7 weeks

An exhausting 7 weeks and then a shift in the making. Keeps me on my toes.

I like change but every time it takes its toll. I guess the difference right now is that I’m not bored yet and have just gotten used to working relationships. What’s the same is that I’m still scared of things I have no idea I have skillsets for. And yet it has been a discovery of skills I never knew I had. Full of surprises :).

I wish I knew what is best. But I guess the stress/grief comes from having forgotten that my tomorrow is important to God and He is in the business of making it happen.

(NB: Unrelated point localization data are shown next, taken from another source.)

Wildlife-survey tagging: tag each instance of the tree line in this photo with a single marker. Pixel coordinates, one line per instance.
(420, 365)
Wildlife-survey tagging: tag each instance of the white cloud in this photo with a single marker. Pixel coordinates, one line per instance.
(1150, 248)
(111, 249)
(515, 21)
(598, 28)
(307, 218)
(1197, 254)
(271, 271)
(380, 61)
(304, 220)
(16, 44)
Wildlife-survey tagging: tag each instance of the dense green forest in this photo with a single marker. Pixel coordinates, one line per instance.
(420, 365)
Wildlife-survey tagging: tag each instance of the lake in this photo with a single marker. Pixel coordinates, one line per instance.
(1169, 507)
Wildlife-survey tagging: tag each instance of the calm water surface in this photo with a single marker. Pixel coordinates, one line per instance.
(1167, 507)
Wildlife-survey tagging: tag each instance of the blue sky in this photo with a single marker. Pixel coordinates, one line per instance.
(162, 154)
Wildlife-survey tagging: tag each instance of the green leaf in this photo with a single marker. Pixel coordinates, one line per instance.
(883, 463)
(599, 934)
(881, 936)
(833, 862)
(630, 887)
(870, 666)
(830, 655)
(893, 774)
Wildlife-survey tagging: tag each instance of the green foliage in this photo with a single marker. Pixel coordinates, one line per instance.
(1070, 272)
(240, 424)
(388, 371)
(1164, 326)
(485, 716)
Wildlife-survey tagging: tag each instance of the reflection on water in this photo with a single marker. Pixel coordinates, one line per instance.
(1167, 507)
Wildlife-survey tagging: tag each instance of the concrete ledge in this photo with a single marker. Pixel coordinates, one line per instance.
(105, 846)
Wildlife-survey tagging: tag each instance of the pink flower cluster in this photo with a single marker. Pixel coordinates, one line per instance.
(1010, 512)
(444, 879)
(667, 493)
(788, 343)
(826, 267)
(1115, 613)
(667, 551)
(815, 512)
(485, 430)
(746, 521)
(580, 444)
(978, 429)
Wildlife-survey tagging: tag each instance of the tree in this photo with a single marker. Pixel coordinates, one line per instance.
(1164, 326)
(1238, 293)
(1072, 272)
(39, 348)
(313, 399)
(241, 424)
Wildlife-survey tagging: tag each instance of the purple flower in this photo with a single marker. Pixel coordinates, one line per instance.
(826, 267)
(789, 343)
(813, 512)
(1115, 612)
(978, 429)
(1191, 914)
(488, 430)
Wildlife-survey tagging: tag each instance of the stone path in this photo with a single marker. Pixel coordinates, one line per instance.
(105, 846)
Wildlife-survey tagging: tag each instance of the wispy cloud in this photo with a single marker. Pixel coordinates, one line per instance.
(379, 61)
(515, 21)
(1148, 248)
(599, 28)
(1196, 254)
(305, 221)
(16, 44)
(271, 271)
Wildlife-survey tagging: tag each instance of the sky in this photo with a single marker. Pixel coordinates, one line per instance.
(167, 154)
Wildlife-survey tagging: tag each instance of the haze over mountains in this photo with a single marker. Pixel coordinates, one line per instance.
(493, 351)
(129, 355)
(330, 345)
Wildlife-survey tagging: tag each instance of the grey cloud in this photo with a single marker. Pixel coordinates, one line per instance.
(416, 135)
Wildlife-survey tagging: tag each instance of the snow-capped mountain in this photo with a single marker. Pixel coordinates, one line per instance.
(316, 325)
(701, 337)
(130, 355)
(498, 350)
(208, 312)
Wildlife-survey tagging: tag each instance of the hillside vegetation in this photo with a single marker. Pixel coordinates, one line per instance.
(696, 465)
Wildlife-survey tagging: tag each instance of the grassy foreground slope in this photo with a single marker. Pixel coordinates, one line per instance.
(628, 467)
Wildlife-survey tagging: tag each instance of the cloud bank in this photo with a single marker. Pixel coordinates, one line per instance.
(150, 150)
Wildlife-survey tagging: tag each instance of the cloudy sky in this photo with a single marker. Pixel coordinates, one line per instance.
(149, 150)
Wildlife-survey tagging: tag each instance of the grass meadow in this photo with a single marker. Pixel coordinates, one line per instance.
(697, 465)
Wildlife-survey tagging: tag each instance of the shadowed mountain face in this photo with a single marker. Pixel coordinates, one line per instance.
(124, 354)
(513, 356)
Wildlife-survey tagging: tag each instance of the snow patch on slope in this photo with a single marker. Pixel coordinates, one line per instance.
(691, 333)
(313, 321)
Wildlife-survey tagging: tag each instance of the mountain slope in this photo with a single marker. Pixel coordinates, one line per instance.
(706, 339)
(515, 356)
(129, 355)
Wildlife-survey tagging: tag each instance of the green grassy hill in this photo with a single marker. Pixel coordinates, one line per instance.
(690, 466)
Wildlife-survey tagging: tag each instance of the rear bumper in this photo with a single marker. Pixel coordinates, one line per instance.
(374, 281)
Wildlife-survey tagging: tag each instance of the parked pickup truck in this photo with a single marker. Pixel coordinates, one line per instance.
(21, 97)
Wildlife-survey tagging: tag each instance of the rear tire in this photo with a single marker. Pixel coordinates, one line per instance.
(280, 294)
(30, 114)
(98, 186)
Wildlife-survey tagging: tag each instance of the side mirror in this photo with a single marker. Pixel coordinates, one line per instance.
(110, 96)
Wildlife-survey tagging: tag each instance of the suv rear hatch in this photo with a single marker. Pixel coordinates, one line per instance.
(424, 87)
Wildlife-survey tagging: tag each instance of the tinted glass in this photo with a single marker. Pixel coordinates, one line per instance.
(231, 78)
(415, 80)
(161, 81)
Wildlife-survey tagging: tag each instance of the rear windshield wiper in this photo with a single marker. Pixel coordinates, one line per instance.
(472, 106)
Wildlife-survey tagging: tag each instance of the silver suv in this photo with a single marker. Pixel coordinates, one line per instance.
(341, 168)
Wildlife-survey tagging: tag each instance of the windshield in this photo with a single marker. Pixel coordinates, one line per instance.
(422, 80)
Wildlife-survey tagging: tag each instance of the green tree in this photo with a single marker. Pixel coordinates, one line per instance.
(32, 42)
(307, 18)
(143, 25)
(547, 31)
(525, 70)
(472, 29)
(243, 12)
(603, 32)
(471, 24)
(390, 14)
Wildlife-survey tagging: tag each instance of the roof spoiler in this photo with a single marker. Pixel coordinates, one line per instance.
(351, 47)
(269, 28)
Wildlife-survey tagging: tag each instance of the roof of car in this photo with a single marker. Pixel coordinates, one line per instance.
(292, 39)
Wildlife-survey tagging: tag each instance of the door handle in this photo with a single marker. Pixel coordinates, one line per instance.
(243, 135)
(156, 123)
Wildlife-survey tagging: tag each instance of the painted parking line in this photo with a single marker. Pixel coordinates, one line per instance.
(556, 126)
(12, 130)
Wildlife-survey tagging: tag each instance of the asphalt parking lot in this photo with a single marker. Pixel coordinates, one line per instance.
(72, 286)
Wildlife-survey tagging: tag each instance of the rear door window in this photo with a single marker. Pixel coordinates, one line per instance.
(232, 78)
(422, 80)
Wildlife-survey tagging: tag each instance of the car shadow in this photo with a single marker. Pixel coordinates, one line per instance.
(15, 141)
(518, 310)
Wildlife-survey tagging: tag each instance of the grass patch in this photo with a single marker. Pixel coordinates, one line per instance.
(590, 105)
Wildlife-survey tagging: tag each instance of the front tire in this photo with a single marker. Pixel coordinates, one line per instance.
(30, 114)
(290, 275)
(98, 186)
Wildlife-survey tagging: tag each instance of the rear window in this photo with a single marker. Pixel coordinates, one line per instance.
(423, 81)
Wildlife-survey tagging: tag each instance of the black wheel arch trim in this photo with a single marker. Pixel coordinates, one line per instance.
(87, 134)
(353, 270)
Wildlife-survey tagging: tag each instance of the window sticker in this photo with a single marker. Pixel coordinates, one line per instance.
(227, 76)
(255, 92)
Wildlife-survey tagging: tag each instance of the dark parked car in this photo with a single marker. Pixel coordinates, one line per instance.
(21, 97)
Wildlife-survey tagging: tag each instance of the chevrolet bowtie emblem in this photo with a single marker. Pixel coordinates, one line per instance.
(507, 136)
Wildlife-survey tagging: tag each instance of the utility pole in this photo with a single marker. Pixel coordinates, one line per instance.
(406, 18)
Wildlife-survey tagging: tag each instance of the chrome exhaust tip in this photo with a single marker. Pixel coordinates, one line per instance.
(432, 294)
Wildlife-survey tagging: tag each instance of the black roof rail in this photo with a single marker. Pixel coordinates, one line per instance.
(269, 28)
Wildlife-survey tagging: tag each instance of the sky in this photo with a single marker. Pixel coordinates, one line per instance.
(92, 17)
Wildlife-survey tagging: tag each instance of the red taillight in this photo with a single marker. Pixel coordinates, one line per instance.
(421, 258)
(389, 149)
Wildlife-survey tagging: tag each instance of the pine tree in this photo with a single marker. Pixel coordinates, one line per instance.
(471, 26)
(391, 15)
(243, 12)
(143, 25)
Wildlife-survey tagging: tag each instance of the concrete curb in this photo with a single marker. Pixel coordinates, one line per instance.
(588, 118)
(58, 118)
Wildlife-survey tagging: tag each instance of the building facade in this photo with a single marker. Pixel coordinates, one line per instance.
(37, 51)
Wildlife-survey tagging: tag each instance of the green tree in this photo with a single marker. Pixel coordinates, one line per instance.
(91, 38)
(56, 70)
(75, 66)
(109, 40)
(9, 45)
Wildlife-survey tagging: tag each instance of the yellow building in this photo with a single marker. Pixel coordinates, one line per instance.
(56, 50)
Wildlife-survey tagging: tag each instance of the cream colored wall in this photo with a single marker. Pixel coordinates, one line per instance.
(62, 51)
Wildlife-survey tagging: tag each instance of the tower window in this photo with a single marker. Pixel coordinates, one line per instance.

Sometimes effectiveness has a way of tricking us into taking control of our own lives apart from God.

I think the Bible has a different effect when we know His heart of deepest love for us.. otherwise, the verses seem somewhat callous/dictatorial, which our Abba in Heaven is not..

Proverbs 16:1-3 (The Message) – Mortals make elaborate plans, but God has the last word. 2 Humans are satisfied with whatever looks good; God probes for what is good. 3 Put God in charge of your work, then what you’ve planned will take place.

Proverbs 16:10-13 (The Message) – A good leader motivates,
doesn’t mislead, doesn’t exploit. 11 God cares about honesty in the workplace; your business is his business. 12 Good leaders abhor wrongdoing of all kinds; sound leadership has a moral foundation. 13 Good leaders cultivate honest speech; they love advisors who tell them the truth.

He loves us, O how He loves us.. It’s not that our emotions aren’t important or deeply considered but we cannot make good decisions based on what we feel.

I guess maybe I am ready to move on. Or am I? Sigh. I love life.